Original version of This story Appears in Quanta Magazine.
For computer scientists, solving problems is a bit like climbing. First, they need to choose a problem to solve – Akin to identify the peak to climb – and they need to develop a strategy to solve it. Classical and quantum researchers compete using a variety of strategies and develop healthy rivalries between the two. Quantum researchers report rapid methods to solve problems. Often, by expanding the peaks that no one thinks are worth climbing, we see if classic teams can compete and find a better way.
This contest will mostly end as a virtual tie. When you think of researchers as devising quantum algorithms that work faster or better than anything else, classical researchers usually come up with something equal to that. It is said to be the Quantum Speeepup that was published in the journal last week. Sciencemet with immediate skepticism from two separate groups that demonstrated how to do it. resemble Calculation On a classic machine.
However, last year, in a paper published on the scientific prelint site arxiv.org, researchers explained what it looks like. Convincing and useful quantum speedup. Researchers have described new quantum algorithms that work faster than all known classical algorithms when finding good solutions to a wide range of classes of optimization problems (looking for the best possible solution out of a vast number of options).

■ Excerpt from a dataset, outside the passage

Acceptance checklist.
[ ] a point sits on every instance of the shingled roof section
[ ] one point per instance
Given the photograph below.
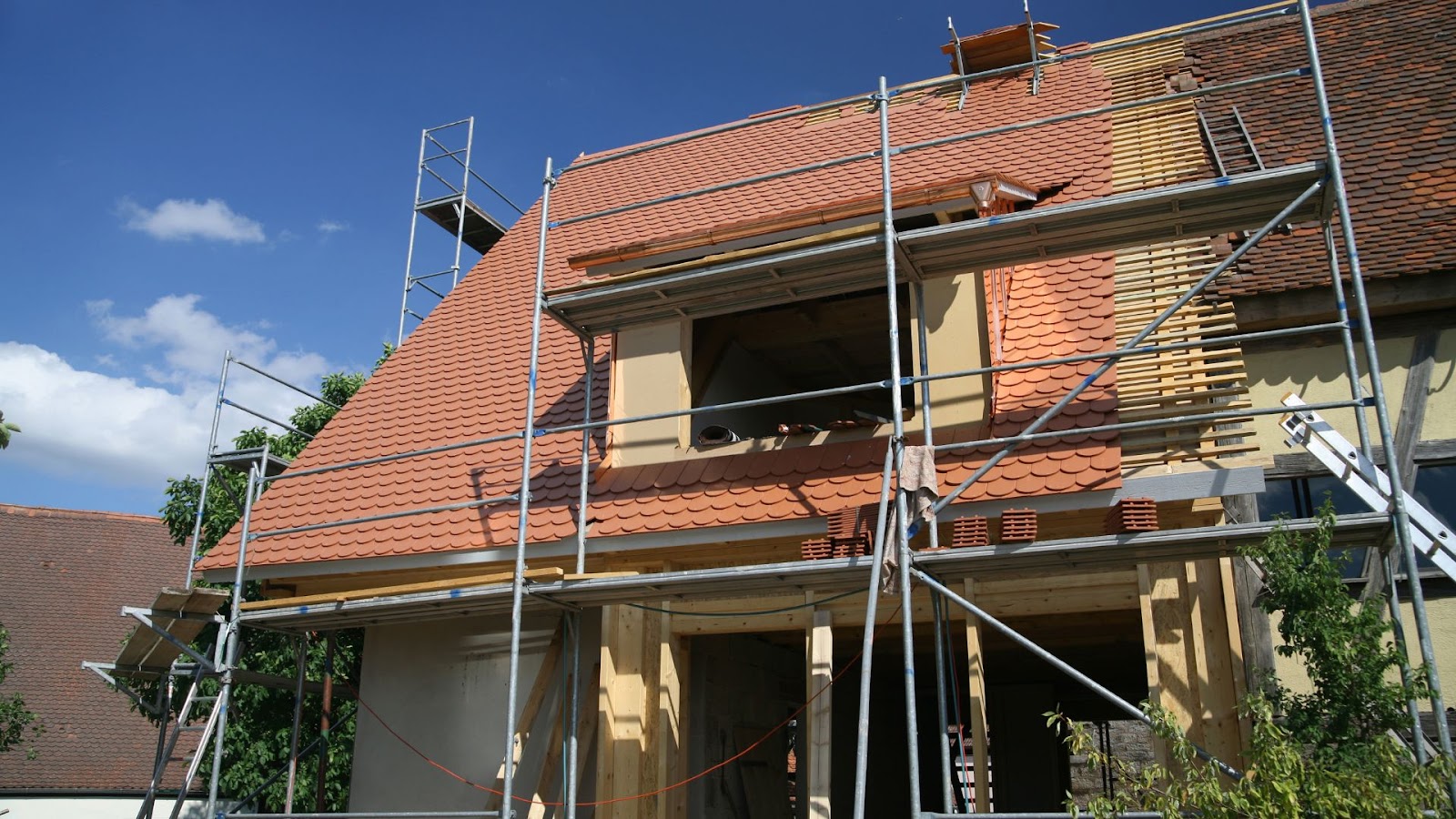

So far, there is no classical algorithm that abandons a new algorithm known as decoded quantum interferometry (DQI). He said it was a “breakthrough in quantum algorithms.” Gil Karaiwith a mathematician at Reichmann University. A prominent skeptic of quantum computing. Quantum algorithm reports excite researchers as they can illuminate new ideas on difficult problems. Also, it is not clear which problems will actually benefit from all the topics around quantum machines. Quantum algorithms outweigh all known classics in optimization tasks represent a major advance in exploiting the possibilities of quantum computers.
“I’m eager about that,” he said. Ronald de Wolftheoretical computer scientist at CWI, a Dutch national laboratory of mathematics and computer science who was not involved in the new algorithm. But at the same time, he warned that there is a very high chance that researchers will ultimately find classic algorithms that they do as well. Also, due to the lack of quantum hardware, it will still take some time before we can empirically test new algorithms.
Algorithms may inspire new work on classical aspects, Ewin Tanga computer scientist at the University of California, Berkeley, and became a well-known teenager. Create classical algorithms that match quantum ones. The new argument is “so interesting enough to tell people that classical algorithms are, ‘Hey, we should look at this paper and tackle this issue,” she said.
What’s the best way to do it in the future?
When classical and quantum algorithms compete, they often do so on the battlefield of optimization. This is an area focused on finding the best options to solve troublesome problems. Researchers usually focus on problems where the number of possible solutions explodes as the problem grows. What is the best way for a delivery truck to visit 10 cities in 3 days? How should I pack the parcel in the back? Classic methods of solving these problems often involve running through possible solutions in clever ways, and are quickly unacceptable.
The specific optimization problems that DQI tackles are roughly misaligned. A collection of points is given on paper. You need to come up with the mathematical functions that pass through these points. Specifically, the function must be polynomial. This is a combination of variables that are raised to the full-text index and multiplied by the coefficient. But that’s not too complicated. In other words, you cannot be too powerful. This gives you a curve that wiggles up and down as you move across the page. Your job is to find the wavy lines that touch the most points.
Variations of this issue are presented in a variety of ways, particularly in error coding and encryption. DQI researchers have recognized that essentially plotting a better line is similar to shifting a noisy, encoded message that is close to its exact meaning.